Das Gefühl, etwas zu bereuen, kann mitunter quälend sein. Ob bei der Wahl der eigenen Ausbildung, im Familienumfeld oder in der Partnerschaft: Entscheidungen, die hinterher negativ beurteilt werden, wiegen schwer. Auch in der eigenen Karriereplanung gibt es immer wieder Situationen, die klare Positionierung verlangen. Die Angst, sich dabei falsch zu entscheiden, kann lähmend wirken und den Entscheidungsprozess verzögern. Ein unbefriedigendes Verharren im Status quo ist dann meist die Folge.

Die Angst scheint unbegründet. „Es kann hilfreich sein, sich die eigene Befindlichkeit und den eigenen geistigen Horizont zum Zeitpunkt des bereuten Geschehnisses zu vergegenwärtigen", sagt Karrierecoach Sonja Rieder.
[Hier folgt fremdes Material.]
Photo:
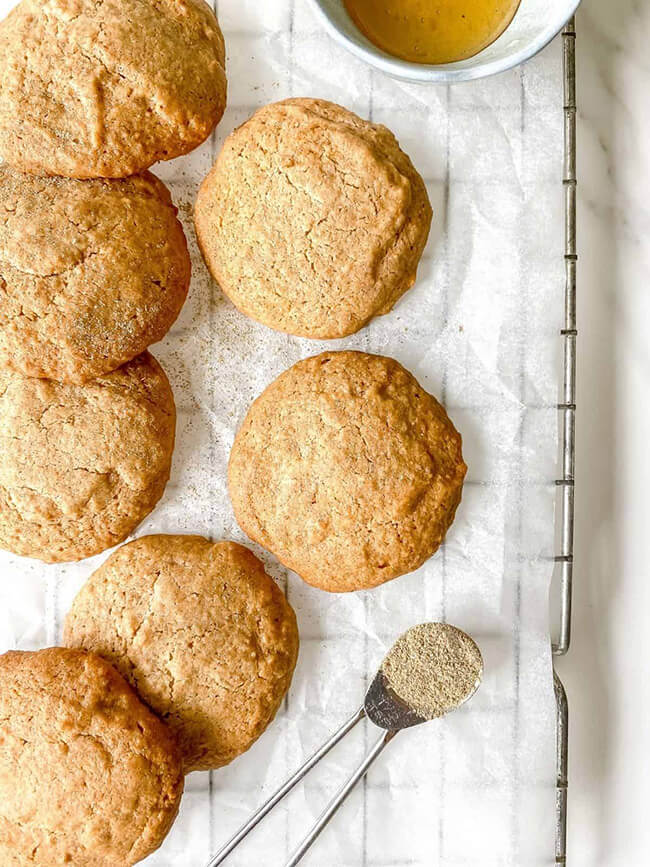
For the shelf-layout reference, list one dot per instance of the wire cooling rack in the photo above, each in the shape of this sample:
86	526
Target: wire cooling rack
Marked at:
567	409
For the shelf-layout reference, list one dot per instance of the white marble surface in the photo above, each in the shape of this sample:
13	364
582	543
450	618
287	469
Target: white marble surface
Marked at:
606	671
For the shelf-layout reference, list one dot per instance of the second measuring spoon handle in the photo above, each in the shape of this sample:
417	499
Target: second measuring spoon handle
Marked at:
267	806
338	799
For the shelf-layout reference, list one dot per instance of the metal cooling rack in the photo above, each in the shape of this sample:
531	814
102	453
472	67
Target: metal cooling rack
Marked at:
567	409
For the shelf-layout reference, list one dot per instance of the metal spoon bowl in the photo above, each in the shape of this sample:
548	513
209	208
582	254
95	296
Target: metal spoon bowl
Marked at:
385	709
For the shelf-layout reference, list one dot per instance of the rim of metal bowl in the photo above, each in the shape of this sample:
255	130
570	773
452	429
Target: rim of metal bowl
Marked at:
442	73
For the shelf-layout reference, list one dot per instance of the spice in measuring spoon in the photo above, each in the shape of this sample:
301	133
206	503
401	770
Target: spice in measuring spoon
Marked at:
433	668
432	31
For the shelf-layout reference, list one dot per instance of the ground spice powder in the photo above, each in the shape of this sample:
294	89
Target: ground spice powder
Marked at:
432	668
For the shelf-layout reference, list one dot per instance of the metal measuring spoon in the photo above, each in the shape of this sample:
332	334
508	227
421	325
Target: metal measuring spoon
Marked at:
383	707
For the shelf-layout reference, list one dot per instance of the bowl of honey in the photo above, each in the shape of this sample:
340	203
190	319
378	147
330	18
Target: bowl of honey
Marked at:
444	40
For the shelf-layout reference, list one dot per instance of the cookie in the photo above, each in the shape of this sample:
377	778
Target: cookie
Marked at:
91	272
88	775
347	470
202	633
312	220
82	465
106	88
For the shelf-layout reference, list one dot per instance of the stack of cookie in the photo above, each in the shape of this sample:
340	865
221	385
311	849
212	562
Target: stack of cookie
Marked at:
179	650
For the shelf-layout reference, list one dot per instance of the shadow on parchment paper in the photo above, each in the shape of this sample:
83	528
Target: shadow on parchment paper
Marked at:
602	28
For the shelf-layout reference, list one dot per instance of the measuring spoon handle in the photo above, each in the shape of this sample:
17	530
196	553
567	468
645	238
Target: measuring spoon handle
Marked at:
267	806
336	802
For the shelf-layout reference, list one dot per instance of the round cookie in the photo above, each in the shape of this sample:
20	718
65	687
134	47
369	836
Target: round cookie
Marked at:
106	88
82	465
88	775
200	630
312	220
91	272
347	470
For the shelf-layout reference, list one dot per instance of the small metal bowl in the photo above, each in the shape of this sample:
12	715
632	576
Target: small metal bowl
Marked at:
535	24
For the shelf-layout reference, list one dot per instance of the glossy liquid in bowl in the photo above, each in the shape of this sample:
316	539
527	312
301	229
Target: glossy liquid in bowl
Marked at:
432	31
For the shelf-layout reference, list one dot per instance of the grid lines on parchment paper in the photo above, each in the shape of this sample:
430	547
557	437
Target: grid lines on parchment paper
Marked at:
522	317
212	453
287	767
443	397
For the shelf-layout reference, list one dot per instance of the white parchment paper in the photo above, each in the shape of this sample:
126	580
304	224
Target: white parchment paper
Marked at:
480	331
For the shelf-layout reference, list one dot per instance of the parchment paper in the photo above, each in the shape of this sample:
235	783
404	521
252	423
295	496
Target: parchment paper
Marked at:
480	331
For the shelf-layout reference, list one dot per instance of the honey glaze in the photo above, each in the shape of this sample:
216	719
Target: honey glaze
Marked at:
432	31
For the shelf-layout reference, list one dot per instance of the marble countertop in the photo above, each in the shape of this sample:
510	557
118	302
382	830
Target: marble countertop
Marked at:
606	671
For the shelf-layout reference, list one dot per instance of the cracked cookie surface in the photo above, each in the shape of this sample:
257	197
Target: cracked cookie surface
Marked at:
91	272
312	220
82	465
200	630
347	470
88	775
106	88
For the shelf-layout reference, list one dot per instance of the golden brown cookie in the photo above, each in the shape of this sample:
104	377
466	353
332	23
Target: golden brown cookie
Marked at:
312	220
91	272
82	465
106	88
88	775
347	470
200	630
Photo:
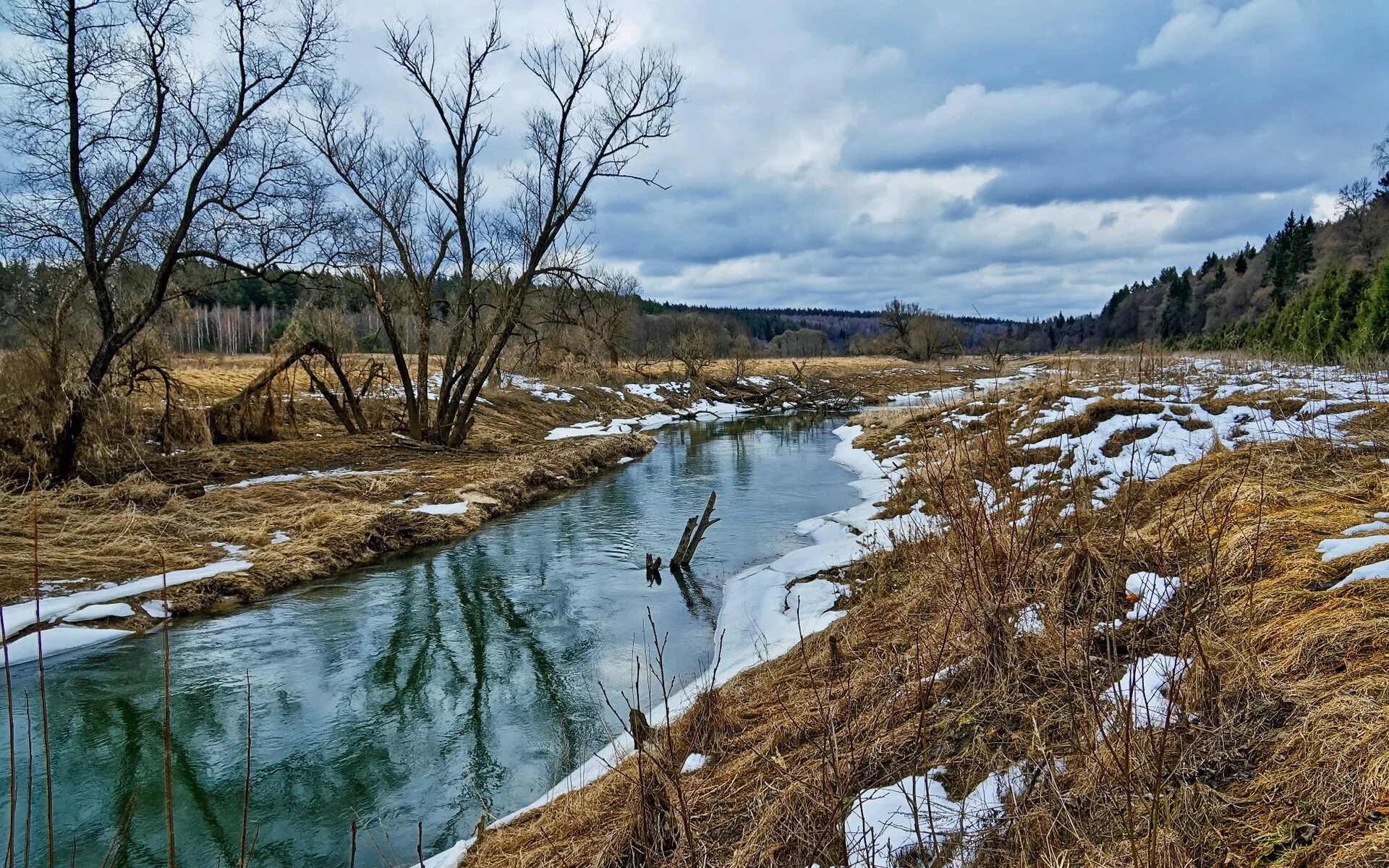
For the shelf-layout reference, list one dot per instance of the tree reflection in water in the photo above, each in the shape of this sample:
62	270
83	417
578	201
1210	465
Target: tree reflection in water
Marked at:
430	688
Die Wiener Psychlogin berät Kunden an der Schnittstelle zwischen Mensch und Arbeit. Genau dort, wo oft jene Entscheidungen getroffen werden müssen, die hohes Reuepotenzial in sich tragen. „Sich zu fragen, wie war das damals eigentlich? Wie ist es mir damals insgesamt gegangen, wie hab ich mich gefühlt? hilft oft schon dabei, sich von der Reue nicht umhauen zu lassen."

Reue als Entwicklungsmotor

Die eine richtige Entscheidung gebe es ohnehin nicht, die Reue als Emotion sei psychologisch zudem mittlerweile positiv beurteilt. Die aktuelle Forschung zeigt: Reue bringt uns im Leben weiter. Rieder: „Sie ist ein sehr starker Entwicklungsmotor, vor allem dann, wenn sie intensiv empfunden wird. Das kann dazu führen, dass man große Bereiche im Leben noch einmal umkrempelt." Ohne die tiefe Emotion, die das Bereuen in uns auslöse, würde ein solcher Umbruch nicht stattfinden.

Oft zeigt die eigene Erfahrung, wie viel aus falschen Entscheidungen zu lernen ist. Uns selbst und auch unsere Fähigkeiten können wir dabei weiterentwickeln. Der Umgang mit der Enttäuschung, dem Gefühl des Versagens und der Niederlage sei jedoch typabhängig und sehr unterschiedlich. „Wer mehr grübelt, zerpflückt Dinge vielleicht mehr", sagt die Psychologin. Das sei per se jedoch nicht negativ: „Im Nachhinein ist man immer g'scheiter sagt ja auch der Volksmund. Viele Situationen würden wir anders lösen, wenn wir im Vorhinein die Infos hätten, die oft erst im Nachhinein zur Verfügung stehen. Das darf man sich ex post aber nicht vorwerfen."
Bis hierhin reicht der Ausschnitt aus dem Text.